HIGHLAND | Boarded-up windows and a front yard littered with tombstones lead to a winding maze through a haunted hospital ward.
The man behind the ghoulish scene is Casey King, 19, of Highland, who transforms his family’s home every Halloween into King’s Krypt Haunt.
The haunted house opened in 2009 and has steadily grown to attracting 450 people last year. This year the house is open for an expanded six days, and King said he plans to donate a portion of the proceeds to the Humane Society.
“Halloween, it’s not just a holiday,” King said. “It’s a way to be creative because there’s so much you can do with it. It’s not like every other holiday when it’s a day thing and then it’s over.”
When he was a boy, King and his family always decorated the house for Halloween by making tombstones out of plastic that his dad brought home and stuffing clothes to create dummies.
“As I got older, I saw the things we were making and thought they were really corny and just lame,” King said. “So when I was about 16, we started buying decorations, and it got really expensive.”
The haunt began to take shape when King looked into his neighbor’s yard and saw the same expensive decorations. To be original, King, now a fine arts student at Columbia College in Chicago, took his artistic talents to task and started making his own decorations.
His first project was carving and painting a massive wall to cover the house’s porch. He made the wall in 2008, the same year torrential rain flooded the region.
“I remember we had five days off of school because of it. I remember my friends out bagging sand, and I was in my garage making this wall,” King said. “Halloween came around and a lot of people liked it.”
The next school year King made a layout for the haunted house and spent the summer building wall panels he reuses as a base for his decorations every year. King and his family’s efforts were met with 400 visitors for the one night in 2009 that the haunted house was open.
“My dad is an idea guy … he’s definitely contributed to me having this big mind,” King said. “Because if he has an idea, he’s not afraid to put it out there, and at this point, I’m not either.”

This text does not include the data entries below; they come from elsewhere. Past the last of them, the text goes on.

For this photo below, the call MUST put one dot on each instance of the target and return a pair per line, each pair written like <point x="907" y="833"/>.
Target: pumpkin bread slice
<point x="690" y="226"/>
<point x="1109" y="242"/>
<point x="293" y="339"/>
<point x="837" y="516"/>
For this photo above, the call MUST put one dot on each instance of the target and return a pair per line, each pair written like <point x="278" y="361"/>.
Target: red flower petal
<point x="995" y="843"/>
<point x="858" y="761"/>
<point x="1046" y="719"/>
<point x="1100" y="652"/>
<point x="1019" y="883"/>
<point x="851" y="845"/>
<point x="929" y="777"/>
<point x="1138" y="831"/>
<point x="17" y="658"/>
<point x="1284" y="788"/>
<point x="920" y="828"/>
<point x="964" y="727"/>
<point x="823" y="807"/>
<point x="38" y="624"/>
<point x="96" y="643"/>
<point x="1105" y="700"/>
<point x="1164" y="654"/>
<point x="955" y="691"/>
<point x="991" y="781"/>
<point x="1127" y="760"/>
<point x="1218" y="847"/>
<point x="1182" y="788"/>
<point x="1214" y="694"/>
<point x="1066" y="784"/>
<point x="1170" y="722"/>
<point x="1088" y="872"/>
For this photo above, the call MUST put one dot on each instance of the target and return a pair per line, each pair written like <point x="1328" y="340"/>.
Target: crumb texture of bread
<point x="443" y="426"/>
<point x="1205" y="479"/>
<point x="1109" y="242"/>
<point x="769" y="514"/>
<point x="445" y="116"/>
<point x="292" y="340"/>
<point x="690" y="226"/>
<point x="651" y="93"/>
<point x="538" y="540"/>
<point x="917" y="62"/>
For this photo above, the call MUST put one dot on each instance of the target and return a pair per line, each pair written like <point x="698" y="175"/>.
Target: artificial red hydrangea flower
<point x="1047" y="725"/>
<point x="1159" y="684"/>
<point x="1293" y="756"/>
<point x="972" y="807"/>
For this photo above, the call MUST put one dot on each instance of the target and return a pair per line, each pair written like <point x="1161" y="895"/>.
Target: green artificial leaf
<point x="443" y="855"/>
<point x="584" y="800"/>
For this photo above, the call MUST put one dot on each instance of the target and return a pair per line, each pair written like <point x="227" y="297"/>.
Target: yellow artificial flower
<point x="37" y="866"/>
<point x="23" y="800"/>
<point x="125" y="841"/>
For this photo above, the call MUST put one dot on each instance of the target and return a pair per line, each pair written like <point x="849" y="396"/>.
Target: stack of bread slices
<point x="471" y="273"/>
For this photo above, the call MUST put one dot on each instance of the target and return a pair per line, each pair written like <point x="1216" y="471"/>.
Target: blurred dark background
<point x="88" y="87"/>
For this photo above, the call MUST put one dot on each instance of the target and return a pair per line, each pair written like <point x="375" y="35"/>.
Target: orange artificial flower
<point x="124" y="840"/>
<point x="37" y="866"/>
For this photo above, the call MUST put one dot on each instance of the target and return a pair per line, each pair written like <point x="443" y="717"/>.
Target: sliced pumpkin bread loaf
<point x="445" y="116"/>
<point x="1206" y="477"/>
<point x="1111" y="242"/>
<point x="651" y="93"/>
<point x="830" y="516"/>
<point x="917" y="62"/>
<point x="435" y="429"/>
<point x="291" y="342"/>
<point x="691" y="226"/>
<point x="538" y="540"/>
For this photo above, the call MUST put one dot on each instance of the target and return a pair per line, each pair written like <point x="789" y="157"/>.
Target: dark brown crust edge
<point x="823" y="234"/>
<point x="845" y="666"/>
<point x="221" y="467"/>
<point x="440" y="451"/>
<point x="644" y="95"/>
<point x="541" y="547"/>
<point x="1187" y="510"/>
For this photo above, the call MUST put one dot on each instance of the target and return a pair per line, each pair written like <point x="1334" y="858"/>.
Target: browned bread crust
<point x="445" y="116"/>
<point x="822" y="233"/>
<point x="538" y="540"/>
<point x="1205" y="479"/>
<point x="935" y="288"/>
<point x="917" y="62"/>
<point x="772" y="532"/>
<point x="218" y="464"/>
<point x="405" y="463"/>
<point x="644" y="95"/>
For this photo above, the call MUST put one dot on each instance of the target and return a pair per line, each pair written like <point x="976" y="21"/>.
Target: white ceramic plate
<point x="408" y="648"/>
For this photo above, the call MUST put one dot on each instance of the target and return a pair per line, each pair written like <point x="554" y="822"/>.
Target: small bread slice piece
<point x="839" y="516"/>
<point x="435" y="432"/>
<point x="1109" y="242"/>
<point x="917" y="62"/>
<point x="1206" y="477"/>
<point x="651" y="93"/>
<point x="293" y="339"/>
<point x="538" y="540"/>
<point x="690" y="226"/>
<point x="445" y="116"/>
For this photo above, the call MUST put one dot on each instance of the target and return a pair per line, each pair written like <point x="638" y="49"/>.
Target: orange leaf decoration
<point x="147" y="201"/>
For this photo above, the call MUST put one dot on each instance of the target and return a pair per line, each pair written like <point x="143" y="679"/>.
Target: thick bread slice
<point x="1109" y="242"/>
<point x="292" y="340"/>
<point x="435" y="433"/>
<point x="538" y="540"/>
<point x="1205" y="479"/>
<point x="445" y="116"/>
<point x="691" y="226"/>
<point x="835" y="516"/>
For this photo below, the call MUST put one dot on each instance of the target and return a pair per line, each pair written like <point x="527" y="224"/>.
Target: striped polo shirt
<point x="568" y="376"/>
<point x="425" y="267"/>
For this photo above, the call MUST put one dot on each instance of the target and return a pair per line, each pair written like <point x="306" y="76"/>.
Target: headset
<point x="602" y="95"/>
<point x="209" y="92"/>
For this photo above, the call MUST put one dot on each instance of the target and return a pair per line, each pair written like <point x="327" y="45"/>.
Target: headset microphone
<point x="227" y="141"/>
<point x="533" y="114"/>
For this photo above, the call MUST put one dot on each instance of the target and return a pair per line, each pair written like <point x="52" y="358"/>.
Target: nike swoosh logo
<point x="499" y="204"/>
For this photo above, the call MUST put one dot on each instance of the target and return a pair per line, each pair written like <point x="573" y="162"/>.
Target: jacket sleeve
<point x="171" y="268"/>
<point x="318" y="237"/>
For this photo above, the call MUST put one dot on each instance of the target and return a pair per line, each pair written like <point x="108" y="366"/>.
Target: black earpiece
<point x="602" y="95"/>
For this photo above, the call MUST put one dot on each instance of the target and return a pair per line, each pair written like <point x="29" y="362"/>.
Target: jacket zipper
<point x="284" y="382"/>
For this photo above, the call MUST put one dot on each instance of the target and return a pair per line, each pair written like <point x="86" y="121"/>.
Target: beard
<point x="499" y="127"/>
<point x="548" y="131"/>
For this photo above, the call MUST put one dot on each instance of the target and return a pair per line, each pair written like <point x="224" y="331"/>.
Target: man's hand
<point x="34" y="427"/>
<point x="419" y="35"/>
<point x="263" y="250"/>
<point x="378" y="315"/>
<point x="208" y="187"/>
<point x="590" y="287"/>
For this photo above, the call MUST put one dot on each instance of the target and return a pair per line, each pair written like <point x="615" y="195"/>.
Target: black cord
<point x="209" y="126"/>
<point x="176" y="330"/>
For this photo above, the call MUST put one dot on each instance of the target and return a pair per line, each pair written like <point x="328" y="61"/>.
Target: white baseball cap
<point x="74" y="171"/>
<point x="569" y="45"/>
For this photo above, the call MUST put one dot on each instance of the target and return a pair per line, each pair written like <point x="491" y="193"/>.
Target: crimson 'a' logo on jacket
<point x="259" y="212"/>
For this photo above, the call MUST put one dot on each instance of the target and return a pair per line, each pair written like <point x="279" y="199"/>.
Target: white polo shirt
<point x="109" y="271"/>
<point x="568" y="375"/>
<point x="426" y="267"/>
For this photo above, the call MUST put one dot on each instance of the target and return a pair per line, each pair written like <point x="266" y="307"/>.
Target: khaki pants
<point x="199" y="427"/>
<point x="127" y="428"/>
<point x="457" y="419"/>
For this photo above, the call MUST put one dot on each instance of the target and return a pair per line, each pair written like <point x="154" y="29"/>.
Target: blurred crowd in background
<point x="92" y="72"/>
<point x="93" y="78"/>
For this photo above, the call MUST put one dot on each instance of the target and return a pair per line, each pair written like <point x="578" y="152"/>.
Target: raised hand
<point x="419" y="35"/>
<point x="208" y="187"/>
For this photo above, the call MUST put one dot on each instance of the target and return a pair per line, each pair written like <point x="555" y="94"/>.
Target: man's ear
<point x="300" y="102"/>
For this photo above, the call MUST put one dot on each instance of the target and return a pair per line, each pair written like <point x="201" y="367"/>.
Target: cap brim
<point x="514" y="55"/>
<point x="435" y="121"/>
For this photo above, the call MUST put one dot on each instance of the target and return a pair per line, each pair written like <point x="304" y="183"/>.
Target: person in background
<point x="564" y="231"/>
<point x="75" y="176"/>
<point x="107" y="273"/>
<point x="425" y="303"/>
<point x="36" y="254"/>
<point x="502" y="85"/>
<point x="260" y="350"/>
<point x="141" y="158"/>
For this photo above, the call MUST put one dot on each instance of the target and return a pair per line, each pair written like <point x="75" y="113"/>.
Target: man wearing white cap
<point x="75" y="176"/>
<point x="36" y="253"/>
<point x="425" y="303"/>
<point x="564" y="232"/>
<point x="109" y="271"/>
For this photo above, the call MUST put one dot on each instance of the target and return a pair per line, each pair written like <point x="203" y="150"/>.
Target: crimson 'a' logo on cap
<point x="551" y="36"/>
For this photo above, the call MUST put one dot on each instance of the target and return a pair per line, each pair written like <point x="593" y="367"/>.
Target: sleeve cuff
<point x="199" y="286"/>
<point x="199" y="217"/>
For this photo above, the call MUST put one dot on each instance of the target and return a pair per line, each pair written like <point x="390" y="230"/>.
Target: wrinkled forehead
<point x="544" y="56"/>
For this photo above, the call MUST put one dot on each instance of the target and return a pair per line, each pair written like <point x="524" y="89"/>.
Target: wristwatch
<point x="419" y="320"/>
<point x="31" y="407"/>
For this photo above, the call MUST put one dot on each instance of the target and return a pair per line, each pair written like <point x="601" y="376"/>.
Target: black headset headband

The father and son travel to St. Louis every year for a haunted house trade show.
“Eventually we’ll own a building, like an old house or warehouse, and we’ll have our own haunt,” King’s father, Tim King, said. “Right now it’s fine in the backyard, but we’re growing out of it very quickly.”
Along with King’s Krypt Haunt, a second haunted house in Highland – The Dark Circus – is donating a portion of its proceeds to the Humane Society.
The house, run by Jonathon Wheatley, 20, of Highland, begins to take shape in September of every year. Wheatley picked the circus theme because “everyone is afraid of clowns.”
“I just like scaring people,” Wheatley said. “I don’t like to be scared personally. I know it’s a contradiction. I just enjoy it.”